- Canadian retail sales were up 0.4% (m/m) in July, following a downwardly revised 0.1% decline in June (previously reported as 0%). The release came close to consensus expectations for a 0.6% increase.
- After stripping out price effects, the picture was subdued, with volumes effectively flat on the month.
- July saw sales increase in 6 of the 11 major categories. Autos provided a significant lift, with sales at motor vehicle and parts dealers up an impressive 1.5%, primarily driven by new vehicle sales (+2.4%). Sales at health and personal care stores (+2.6%) and food and beverage stores (+0.6%) were also strong. Meanwhile, lower sales at building material and gardening equipment stores (-3.2%), clothing stores (-2%), and general merchandise stores (-1%) provided some offset.
- Excluding the volatile autos and gasoline categories, sales were down 0.1%.
- Regionally, 6 of the 10 provinces saw retail sales increase in July. Leading the way were Ontario (+1.2%) and the Prairies (Alberta at +0.7%, Saskatchewan at +0.9%, and Manitoba at +0.6%). Sales were weak in Quebec (-0.4%) and British Columbia (-0.8%).
Key Implications
- The decent uptick in July’s retail sales masks weaker details in the report – notably the flat volumes print and the subdued performance seen in core retail sales (excluding autos and gasoline stations). The release leaves our Q3 GDP unchanged tracking at 1.1% (annualized). Overall, Canadian retail sales (especially volumes) have continued to move sideways for more than a year now, and July’s report doesn’t change that narrative much.

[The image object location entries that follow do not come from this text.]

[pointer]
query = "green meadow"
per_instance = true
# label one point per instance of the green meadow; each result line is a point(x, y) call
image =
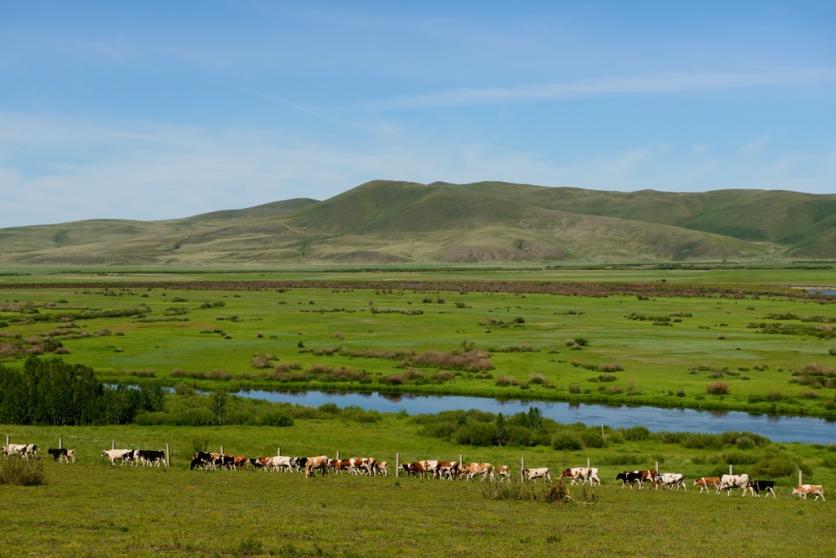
point(761, 353)
point(91, 508)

- As noted in our latest Quarterly Economic Forecast, a divergence remains between household spending on the one hand, and healthy labour markets and incomes on the other. The recent uptick in Canadian housing markets and declining borrowing rates may provide a modest lift to spending on housing-related items (furniture, home and building material equipment) and durables going forward. But, elevated household debt levels and high debt-services ratios (see commentary) will act as a moderating influence. We don’t expect too notable an acceleration in consumer spending.